Director scores Cannes win for innovation

27 May 2013  2043 | Cambodia Travel News

Director Rithy Panh put Khmer Rouge survivors firmly back in the picture yesterday, taking home the 2013 Cannes Film Festival’s Un Certain Regard award for his autobiographical documentary L’mage Manquante (The Missing Picture) to vigorous applause.

The first Cambodian to win the prestigious award, 49-year-old Panh thanked the festival and jury while accepting his award for the film, the first to use animation to explore the subject of the murderous Khmer Rouge regime.

“For a country that has emerged from its difficulties and years of war, it is important to say we are still alive,” Panh told Reuters after receiving his award at a red carpet ceremony in the French Riviera resort.

The film, based on the director’s 2013 memoir The Elimination, tells the story of Panh’s boyhood as it is horrifyingly interrupted by the events of April 17, 1975, and the evacuation of his Phnom Penh family to forced labour programs in which his parents and siblings died.   

With intricate scale-model landscapes and carved figurines, the stop-motion animation is overlaid with archival footage and sound, from the deadening tones of Khmer Rouge propaganda to the upbeat strains of Phnom Penh’s “Golden Era” of popular music and film.

Panh, who has been in competition before at Cannes with his 1994 docu-drama Rice People, was presented with the prize by Danish director Thomas Vinterberg, who presided over a jury comprising actors Zhang Ziyi and Ludivine Sagnier, Rio Film Festival director Ilda Santiago and Spanish producer Enrique Gonzalez Macho. The film beat four others for the prize of Un Certain Regard – a category for films with especially original or thought-provoking themes, this year featuring filmmakers from Mexico, France and Palestine.

“For many years, I have been looking for the missing picture: a photograph taken between 1975 and 1979 by the Khmer Rouge when they ruled over Cambodia,” Panh, who has made more than 15 films as a director and co-founded the Bophana Audiovisual Resource Center, said in the official synopsis of The Missing Picture on the Cannes website.

In the absence of a photograph showing the physical atrocities of the Khmer Rouge, he uses small sculpted figures, made by a Cambodian artist, to tell of the murder of his family and the horror of the period, from which he was able to escape to a Thai refugee camp in 1979. From there he migrated to Paris, where he eventually graduated from film school. The stop-motion animation was filmed by a small Cambodian crew in Phnom Penh and partially edited in France, by Panh’s Bophana productions.

As Bophana’s archive digitisation nears completion, the Memory International Film Heritage Festival will celebrate the preservation of film in a nine-day festival next week.

“If you don’t create your own images, as a small country you lose your culture and identity,” Panh told  the Post in November.

Panh’s 2004 film S-21: The Khmer Rouge Killing Machine was assisted by the archives of the Documentation Center of Cambodia, but visual material from the centre was not for this film, said director Youk Chhang. With more than 60,000 images from the Khmer Rouge period, the absence of film or photographs of Khmer Rouge crimes presents an agonising mystery, Youk said.

“It’s impossible to identify such an image . . . [Panh] has created these clay images so that he can,” Youk said.

“Sometimes when you use a physical [representation] you’re pushing audience members who are survivors away because it seems like the film can preach.”

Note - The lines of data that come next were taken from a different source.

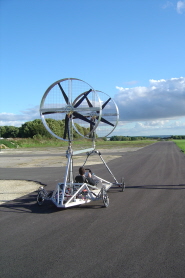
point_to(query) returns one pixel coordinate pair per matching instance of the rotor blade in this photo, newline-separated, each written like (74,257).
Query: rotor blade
(106,122)
(91,126)
(106,103)
(66,127)
(80,100)
(89,103)
(79,116)
(64,94)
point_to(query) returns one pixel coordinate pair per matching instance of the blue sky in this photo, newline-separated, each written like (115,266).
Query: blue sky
(133,50)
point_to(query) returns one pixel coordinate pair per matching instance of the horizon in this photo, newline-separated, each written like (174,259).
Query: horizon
(118,47)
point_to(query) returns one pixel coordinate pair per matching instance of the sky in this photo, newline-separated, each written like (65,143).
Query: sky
(132,50)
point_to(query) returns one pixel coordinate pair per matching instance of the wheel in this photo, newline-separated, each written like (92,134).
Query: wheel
(40,198)
(105,198)
(122,184)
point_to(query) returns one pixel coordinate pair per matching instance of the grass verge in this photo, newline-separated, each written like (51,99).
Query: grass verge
(180,144)
(54,143)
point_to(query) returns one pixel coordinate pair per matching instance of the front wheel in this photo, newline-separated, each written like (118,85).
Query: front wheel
(40,198)
(122,184)
(105,198)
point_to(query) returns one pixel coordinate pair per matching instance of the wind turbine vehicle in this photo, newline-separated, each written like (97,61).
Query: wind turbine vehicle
(90,113)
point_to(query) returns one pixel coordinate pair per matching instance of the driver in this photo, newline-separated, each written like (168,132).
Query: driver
(86,178)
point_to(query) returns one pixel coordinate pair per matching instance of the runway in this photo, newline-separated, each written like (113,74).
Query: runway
(140,234)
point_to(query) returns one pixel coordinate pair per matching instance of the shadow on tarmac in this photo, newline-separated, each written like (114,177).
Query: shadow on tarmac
(168,187)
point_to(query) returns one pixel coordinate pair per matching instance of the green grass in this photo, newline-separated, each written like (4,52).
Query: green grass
(180,144)
(79,144)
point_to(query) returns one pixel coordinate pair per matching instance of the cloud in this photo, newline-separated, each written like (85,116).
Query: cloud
(162,99)
(180,7)
(17,120)
(167,5)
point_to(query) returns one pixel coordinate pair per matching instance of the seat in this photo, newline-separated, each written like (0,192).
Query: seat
(79,179)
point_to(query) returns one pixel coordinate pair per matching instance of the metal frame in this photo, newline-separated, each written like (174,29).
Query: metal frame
(69,193)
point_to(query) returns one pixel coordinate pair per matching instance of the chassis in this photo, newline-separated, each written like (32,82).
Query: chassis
(70,193)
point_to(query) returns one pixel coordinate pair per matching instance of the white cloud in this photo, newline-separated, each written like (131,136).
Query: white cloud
(180,7)
(162,99)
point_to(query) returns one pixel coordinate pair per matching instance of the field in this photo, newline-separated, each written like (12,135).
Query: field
(180,144)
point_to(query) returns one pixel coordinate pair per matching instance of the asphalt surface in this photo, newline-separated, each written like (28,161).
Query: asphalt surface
(140,234)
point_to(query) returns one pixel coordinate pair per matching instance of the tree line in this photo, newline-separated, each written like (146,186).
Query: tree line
(36,128)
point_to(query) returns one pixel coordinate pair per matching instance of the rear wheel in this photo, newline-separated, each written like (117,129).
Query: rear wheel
(122,184)
(105,198)
(40,198)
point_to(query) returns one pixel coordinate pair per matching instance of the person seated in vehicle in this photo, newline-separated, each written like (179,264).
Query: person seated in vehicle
(84,177)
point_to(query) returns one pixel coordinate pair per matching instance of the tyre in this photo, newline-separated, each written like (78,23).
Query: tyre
(122,184)
(40,198)
(105,198)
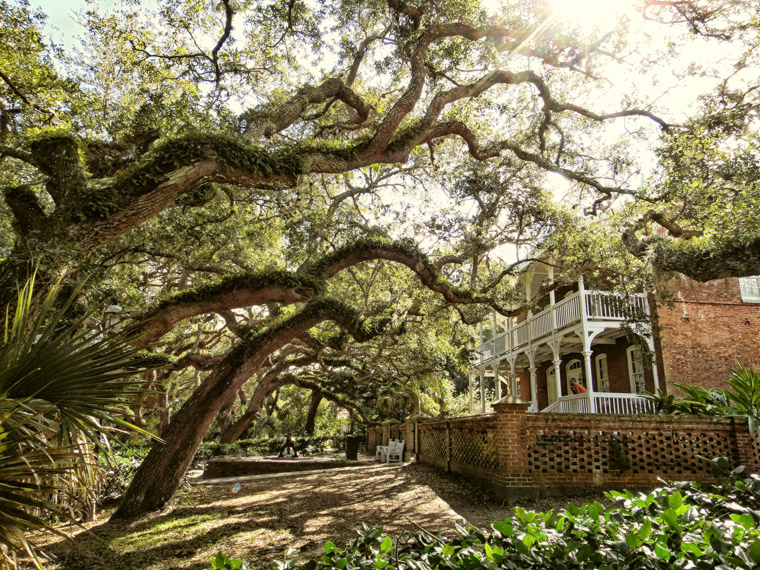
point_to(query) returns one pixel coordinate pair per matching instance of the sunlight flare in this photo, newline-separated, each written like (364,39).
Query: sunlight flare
(589,15)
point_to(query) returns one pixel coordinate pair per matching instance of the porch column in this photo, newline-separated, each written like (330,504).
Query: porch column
(513,376)
(469,389)
(533,387)
(496,382)
(589,381)
(655,377)
(482,390)
(558,376)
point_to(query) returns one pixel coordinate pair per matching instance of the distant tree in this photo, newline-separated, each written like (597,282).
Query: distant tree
(219,168)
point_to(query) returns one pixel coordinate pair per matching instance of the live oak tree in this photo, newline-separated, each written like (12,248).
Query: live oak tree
(287,112)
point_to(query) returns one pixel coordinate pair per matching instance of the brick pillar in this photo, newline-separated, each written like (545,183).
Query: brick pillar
(515,480)
(448,447)
(386,432)
(409,438)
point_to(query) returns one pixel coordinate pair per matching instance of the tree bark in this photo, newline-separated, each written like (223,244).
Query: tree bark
(311,417)
(161,473)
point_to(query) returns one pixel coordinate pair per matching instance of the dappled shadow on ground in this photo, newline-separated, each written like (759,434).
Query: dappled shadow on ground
(264,518)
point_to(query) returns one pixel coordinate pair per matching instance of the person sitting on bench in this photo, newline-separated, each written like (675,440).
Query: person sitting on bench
(289,444)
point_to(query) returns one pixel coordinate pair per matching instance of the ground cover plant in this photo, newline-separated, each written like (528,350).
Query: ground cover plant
(740,399)
(681,525)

Panh’s Rice People was the first Cambodian film ever submitted to the Academy awards. Missing Picture could be another contender, said Mariam Arthur, chair of the Cambodia Oscar Selection Committee.

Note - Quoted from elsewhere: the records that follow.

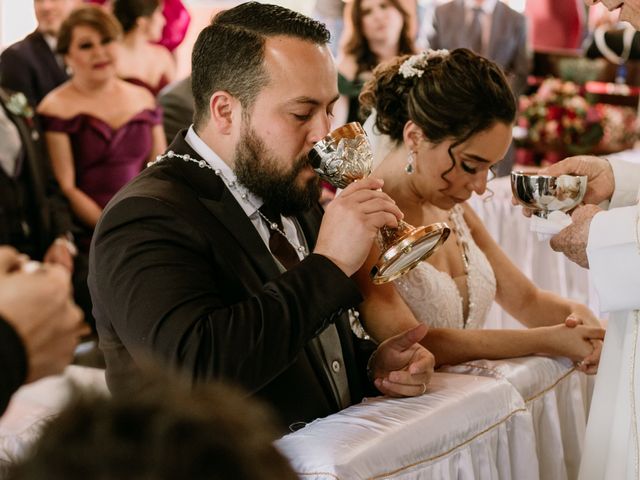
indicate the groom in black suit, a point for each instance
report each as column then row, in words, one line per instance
column 30, row 66
column 217, row 260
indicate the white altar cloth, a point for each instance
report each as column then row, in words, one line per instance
column 36, row 403
column 464, row 428
column 558, row 399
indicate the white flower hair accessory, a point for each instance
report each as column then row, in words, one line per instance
column 414, row 65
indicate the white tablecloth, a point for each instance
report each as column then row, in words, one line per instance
column 465, row 427
column 35, row 404
column 558, row 399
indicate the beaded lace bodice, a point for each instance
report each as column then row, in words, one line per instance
column 433, row 296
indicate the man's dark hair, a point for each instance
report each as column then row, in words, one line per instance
column 228, row 54
column 162, row 430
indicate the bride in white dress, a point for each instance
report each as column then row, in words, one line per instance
column 446, row 118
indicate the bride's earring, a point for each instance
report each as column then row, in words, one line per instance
column 410, row 167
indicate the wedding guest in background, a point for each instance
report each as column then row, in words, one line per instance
column 489, row 28
column 177, row 20
column 176, row 17
column 205, row 283
column 163, row 429
column 380, row 31
column 40, row 326
column 449, row 116
column 556, row 25
column 139, row 60
column 330, row 12
column 177, row 107
column 492, row 29
column 100, row 130
column 35, row 216
column 31, row 66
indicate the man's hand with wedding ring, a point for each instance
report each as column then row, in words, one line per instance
column 401, row 367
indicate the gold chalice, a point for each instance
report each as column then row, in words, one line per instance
column 345, row 156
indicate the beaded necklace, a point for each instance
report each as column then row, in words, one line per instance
column 232, row 185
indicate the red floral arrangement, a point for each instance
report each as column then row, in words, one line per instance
column 558, row 121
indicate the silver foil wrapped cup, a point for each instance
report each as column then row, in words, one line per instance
column 546, row 193
column 344, row 156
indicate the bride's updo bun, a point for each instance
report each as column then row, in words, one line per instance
column 447, row 94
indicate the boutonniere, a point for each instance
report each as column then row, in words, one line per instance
column 19, row 106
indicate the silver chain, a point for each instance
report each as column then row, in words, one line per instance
column 232, row 185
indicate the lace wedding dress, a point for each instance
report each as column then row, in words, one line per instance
column 434, row 297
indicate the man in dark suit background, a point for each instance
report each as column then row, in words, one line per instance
column 35, row 217
column 185, row 266
column 30, row 66
column 489, row 28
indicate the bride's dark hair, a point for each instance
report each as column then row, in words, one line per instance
column 458, row 95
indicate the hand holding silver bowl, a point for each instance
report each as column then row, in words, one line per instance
column 344, row 156
column 547, row 193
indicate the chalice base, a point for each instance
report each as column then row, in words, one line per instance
column 404, row 247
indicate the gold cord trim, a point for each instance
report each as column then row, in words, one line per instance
column 427, row 460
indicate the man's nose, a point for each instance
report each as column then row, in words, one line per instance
column 321, row 126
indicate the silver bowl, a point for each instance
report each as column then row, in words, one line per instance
column 546, row 193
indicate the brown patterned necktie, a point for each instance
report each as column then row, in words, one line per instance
column 278, row 243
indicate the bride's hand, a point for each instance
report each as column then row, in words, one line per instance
column 589, row 364
column 576, row 343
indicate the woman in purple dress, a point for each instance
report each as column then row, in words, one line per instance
column 140, row 60
column 100, row 130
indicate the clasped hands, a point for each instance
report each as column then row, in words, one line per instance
column 401, row 367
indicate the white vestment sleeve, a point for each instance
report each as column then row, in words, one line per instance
column 614, row 258
column 613, row 249
column 627, row 180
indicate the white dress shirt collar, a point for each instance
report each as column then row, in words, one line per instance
column 487, row 7
column 249, row 202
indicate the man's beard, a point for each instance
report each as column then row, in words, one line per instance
column 260, row 172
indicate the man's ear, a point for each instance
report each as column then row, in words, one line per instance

“As a documentary, his film is not eligible to be submitted for the Foreign Language film award, but he can submit it for the documentary category, which is a different process – I think he should.”

To be submitted for Best Documentary, the film needs a theatrical release in Cambodia and to find an official distributor. Yesterday it was announced that distributors New Wave and Astair have bought rights to distribute the Missing Picture in the UK and Japan – a US deal is said to be in the offing, industry magazine Variety reported.

Legend Cinema distributor Michael Chai said the theatre would be happy to screen the film in Phnom Penh.  additional reporting from reuters.